The original author flagged this and it’s worth repeating: inference being local does not mean your data is local. Claude Code still phones home to Anthropic for auth, telemetry, and other client-side concerns even when every model call is going to your own server. If you have a hard requirement for fully air-gapped agentic coding — regulated industries, sensitive client codebases — this approach doesn’t get you there. OpenCode, Aider, and a handful of other open-source agents are cleaner on that axis, even if their UX isn’t quite as polished.

For most people though, the bottleneck isn’t telemetry — it’s cost and control over the model. And on those two, this setup is a real win.

What this unlocks if you’re already running self-hosted LLMs

This is where it gets interesting for me, because at QCall we already operate a self-hosted LLM stack in production — Qwen-class models on GCP, an OpenAI-compatible Node.js proxy in front of vLLM, PostgreSQL-backed token billing for tenants. The whole point of that infrastructure is to give clients a usable LLM API at predictable cost and with data residency they control.

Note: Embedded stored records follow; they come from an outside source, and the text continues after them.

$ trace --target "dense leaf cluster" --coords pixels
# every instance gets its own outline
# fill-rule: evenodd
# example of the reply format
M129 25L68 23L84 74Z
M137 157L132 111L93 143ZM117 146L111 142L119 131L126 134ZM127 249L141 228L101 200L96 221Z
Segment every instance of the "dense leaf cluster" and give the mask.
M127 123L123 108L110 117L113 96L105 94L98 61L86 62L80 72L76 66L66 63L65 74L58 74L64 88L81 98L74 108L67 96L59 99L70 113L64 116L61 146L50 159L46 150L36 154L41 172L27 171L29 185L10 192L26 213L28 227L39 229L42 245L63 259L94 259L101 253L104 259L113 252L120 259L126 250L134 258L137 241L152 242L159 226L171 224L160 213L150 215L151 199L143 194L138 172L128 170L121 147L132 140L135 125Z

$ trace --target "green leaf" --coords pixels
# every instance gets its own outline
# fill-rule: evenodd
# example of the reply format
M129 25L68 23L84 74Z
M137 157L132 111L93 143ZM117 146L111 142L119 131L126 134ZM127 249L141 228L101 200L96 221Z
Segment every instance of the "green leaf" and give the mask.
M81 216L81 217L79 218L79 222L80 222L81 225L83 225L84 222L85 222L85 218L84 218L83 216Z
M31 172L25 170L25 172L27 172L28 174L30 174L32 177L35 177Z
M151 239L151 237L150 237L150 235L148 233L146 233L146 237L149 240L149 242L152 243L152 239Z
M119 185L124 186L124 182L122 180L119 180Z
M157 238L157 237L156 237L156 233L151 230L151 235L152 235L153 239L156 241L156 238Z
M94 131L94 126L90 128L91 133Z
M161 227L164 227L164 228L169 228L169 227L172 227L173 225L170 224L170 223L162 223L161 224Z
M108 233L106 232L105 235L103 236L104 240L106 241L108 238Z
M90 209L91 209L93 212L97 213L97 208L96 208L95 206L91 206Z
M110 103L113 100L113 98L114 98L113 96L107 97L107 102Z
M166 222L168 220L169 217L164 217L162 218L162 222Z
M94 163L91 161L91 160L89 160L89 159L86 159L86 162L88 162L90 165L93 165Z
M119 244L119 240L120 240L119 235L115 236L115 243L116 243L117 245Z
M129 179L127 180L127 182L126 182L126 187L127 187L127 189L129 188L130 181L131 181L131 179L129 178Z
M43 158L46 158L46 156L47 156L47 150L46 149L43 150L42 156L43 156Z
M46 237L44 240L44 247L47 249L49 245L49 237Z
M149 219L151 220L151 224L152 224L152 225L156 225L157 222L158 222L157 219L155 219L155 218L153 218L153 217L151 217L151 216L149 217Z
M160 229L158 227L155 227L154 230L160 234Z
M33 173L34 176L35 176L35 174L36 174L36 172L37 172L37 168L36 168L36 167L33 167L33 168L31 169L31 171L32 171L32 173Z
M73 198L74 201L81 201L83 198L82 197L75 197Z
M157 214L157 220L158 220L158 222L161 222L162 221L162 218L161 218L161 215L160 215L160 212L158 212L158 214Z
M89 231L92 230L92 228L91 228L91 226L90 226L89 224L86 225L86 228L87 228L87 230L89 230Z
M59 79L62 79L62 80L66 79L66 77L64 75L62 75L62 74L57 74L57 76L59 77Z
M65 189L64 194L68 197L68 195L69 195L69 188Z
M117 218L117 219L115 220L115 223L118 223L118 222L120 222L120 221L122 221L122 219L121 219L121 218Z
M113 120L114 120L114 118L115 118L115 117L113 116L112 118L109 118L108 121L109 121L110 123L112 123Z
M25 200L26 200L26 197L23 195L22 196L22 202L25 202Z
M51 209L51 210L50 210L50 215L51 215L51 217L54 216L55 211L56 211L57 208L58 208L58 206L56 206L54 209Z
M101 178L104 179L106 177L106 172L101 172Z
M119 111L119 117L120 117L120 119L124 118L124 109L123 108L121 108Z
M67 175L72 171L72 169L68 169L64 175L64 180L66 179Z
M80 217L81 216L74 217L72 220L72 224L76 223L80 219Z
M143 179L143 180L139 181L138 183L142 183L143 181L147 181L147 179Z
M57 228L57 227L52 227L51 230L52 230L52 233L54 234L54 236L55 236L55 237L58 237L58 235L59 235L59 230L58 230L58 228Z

Adding an Anthropic-shaped endpoint to a proxy like that is mostly a translation problem, not an inference problem. The two API shapes overlap heavily — the differences are mechanical:

• Anthropic uses a top-level system field; OpenAI puts the system message inside the messages array.
• Tool calls are serialized differently: Anthropic uses tool_use and tool_result content blocks; OpenAI uses tool_calls with function objects and a separate tool role.
• Stop reasons map differently — end_turn, tool_use, max_tokens on the Anthropic side; stop, tool_calls, length on the OpenAI side.
• Streaming events have different names and structures.

Once you handle those, your existing OpenAI-compatible proxy can answer to /v1/messages as well as /v1/chat/completions, and Claude Code can be pointed straight at your billing layer. Tenants get the agentic coding UX, you bill per token against your own GPU capacity, and you don’t have to write a coding agent.

What I’d watch out for if you try this

• Tool-call parser support is the gating factor. Don’t pick a model based on benchmark scores alone. If vLLM doesn’t have a parser for it, the agent loop won’t survive contact with reality. Check before you commit.
• Prefix caching is non-negotiable for coding agents. Without it, every turn feels glacial because the same 80K of context gets reprocessed from scratch.
• Watch your --max-num-seqs. Sixteen is fine for a single developer. If you’re putting this behind a multi-tenant proxy, you want to think hard about concurrency, queueing, and per-tenant rate limits — otherwise one heavy user starves everyone else.
• Tool-calling quality varies wildly across models. Even when the parser exists, some models hallucinate arguments, skip required fields, or refuse to call tools when they should. Burn a few hours on real tasks before declaring victory.
• The CLI is still proprietary. Anthropic could change the env-var contract or harden the client at any point. This is a useful workflow today, not a foundation to bet a product on.

The bigger picture

The pattern here — keep the great client, swap the model — is going to keep showing up. Coding agents, voice agents, document agents: the harness and the model are increasingly separable, and the open ecosystem is catching up fast on the model side while the closed ecosystem still has the edge on UX.

If you’re running self-hosted infrastructure already, this is one of those small wins that costs almost nothing to set up and gives you a genuinely better developer experience on your own hardware. Worth half an afternoon.